Konsantrasyonun Bilişsel Kökleri
Konsantrasyon denilince akla sadece belirli akademik beceri ve görevleri baştan sona amaca uygun yapıyor olmak gelmemeli. Konsantrasyon, yaşadığımız çevrenin her cephesinde devrede olan anlamlı etkileşimin göstergesidir. Aile ortamında otoriteyi dinlemek de bir konsantrasyon göstergesidir, günlük sorumluluklarımızı tam anlamıyla yerine getirmek de bir konsantrasyon göstergesidir.

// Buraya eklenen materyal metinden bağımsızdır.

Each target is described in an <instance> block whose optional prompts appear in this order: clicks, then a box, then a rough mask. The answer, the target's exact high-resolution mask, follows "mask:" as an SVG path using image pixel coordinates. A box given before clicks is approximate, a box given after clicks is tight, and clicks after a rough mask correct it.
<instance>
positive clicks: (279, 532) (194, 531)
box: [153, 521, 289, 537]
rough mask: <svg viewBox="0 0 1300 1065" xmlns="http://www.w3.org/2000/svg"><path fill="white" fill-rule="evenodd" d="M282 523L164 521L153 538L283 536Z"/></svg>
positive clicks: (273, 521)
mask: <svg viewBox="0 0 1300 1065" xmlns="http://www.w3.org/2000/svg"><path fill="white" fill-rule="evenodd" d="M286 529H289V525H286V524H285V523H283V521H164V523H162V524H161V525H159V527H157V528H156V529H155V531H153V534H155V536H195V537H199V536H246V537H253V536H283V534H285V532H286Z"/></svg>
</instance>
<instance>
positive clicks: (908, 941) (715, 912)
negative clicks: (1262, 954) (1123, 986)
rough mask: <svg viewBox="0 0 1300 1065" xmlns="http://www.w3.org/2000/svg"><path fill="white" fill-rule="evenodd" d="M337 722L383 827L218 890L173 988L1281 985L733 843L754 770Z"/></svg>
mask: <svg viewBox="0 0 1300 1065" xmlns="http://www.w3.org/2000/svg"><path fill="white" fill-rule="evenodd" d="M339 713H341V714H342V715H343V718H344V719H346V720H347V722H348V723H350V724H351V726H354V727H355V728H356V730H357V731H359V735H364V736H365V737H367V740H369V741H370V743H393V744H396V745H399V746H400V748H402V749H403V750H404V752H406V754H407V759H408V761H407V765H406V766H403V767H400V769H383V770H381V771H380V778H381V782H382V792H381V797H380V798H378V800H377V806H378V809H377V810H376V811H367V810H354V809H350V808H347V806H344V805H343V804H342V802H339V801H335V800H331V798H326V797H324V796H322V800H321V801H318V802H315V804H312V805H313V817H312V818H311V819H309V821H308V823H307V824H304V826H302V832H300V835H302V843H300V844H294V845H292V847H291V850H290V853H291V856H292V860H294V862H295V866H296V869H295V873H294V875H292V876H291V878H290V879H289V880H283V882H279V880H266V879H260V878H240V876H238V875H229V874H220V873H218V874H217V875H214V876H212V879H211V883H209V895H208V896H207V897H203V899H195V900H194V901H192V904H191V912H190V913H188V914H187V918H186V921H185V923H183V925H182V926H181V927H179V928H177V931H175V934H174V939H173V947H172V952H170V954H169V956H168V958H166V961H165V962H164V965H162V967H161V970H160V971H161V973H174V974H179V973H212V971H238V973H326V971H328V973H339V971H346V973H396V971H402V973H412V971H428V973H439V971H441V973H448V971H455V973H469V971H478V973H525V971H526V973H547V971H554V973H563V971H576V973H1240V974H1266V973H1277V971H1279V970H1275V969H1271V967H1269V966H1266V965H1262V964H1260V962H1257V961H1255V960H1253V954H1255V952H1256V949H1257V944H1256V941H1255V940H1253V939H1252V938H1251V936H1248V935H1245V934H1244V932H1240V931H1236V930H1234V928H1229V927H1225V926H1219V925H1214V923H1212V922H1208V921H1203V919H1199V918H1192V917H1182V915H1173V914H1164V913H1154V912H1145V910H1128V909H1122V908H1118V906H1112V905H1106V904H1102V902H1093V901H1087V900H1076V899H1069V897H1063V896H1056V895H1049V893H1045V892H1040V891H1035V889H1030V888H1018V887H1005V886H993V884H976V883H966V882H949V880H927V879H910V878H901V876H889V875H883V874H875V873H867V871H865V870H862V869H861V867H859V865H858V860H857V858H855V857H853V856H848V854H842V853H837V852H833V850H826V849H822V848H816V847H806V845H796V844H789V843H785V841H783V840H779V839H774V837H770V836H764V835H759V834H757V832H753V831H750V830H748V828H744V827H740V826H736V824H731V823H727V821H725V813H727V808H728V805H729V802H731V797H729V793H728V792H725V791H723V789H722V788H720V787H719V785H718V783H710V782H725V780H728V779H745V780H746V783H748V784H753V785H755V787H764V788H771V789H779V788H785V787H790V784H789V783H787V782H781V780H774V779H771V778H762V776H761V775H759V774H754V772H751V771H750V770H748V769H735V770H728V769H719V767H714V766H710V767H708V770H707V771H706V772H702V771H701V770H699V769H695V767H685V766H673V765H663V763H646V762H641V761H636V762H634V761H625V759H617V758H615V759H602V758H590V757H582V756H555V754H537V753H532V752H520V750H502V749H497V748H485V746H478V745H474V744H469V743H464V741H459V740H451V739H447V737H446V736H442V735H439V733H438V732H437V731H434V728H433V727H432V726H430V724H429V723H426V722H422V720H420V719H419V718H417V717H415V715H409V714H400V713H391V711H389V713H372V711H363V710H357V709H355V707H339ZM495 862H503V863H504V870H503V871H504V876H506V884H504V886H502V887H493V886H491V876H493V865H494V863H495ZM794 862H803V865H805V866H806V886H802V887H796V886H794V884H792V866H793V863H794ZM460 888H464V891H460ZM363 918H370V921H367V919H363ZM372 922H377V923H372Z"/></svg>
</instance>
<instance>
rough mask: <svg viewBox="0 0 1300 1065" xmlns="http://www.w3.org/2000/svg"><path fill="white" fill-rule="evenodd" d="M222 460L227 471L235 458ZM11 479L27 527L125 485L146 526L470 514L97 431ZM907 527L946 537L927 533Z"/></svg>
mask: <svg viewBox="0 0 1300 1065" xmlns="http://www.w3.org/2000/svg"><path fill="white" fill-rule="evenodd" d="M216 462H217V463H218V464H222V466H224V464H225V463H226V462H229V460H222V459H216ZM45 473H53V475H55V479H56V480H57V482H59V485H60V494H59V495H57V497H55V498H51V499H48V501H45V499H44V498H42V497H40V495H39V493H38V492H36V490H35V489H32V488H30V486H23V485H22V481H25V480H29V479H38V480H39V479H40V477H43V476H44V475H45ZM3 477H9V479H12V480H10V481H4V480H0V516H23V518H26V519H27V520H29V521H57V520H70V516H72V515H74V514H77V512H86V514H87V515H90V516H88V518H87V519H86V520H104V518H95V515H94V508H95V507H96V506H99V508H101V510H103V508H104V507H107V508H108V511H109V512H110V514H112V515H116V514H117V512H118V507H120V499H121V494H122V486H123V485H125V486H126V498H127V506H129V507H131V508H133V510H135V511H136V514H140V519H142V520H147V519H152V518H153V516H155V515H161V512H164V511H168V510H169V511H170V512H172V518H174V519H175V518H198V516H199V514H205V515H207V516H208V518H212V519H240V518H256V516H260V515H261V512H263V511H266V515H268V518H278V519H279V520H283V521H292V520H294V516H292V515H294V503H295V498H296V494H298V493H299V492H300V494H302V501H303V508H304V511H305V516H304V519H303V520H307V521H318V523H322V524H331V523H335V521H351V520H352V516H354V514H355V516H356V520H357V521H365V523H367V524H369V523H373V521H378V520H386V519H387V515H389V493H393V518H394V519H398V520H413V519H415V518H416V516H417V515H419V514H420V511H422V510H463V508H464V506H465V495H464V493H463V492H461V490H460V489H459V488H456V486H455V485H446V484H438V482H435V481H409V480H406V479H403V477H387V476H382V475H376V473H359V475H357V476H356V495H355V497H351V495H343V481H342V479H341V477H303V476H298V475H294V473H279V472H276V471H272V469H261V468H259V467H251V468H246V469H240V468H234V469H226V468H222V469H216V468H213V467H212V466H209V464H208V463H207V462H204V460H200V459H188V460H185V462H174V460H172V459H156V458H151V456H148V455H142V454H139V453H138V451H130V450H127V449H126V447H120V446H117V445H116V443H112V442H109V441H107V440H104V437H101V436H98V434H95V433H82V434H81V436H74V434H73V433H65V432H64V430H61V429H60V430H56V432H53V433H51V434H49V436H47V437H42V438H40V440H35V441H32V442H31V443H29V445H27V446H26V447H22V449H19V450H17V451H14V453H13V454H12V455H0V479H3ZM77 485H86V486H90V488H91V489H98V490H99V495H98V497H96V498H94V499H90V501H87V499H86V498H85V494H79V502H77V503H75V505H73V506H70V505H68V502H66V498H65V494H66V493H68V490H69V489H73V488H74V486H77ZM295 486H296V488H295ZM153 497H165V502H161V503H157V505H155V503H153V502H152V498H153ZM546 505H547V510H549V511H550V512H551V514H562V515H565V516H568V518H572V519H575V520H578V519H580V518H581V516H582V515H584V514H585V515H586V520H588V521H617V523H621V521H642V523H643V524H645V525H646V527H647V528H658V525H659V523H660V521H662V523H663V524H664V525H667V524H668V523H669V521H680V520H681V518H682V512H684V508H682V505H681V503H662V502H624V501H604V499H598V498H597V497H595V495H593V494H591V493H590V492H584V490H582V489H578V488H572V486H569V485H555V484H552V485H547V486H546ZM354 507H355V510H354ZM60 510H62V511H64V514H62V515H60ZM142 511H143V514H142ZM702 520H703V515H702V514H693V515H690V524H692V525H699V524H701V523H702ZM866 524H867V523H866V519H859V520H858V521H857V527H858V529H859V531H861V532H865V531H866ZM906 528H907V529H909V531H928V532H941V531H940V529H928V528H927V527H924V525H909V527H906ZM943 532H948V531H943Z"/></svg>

Günümüzde zekanın entelektüel boyutuna fazlaca vurgu yapılması, tamamlayıcı ve asıl önemli olan duygusal zekanın lokomotif donanım olduğu gerçeğine gölge düşürmektedir. Duygusal bağ, aidiyet, anlam arayışı, araç-amaç uyumu, gerçeklik algısı, ortak ilgiyi sürdürme ve senkron gibi temel bilişsel işleyişlerin bütünüyle gelişmemiş olması, hayatın her alanında dikkat sorunlarını doğurmaktadır.
Sağlıklı kişilik gelişimi, otorite-çocuk arasındaki bağlanmanın gücü üzerine inşa edilir. Konsantrasyonun ilk kökleri de bu bağın işlevselliğine dayanır. Herhangi bir organik bozukluk yoksa ebeveyn-çocuk bağlanma ilişkisi gözden geçirilmelidir.
Çocuğun çevredeki nesne, canlı ve kişilerle kurduğu ilişkinin nitelikleri, bilişsel, duygusal ve ruhsal kültüre dair ışık tutacaktır.
Etrafınızdakilerle anlamlı ve amacına uygun etkileşimlerde bulunmanın önündeki engellerin aşılması, çözümlerin bulunması ve sürecin yönetilmesi dikkatin konsantrasyona, konsantrasyonun sabra, sabrın ise misyona dönüştüğü bir gelişimi içine alır.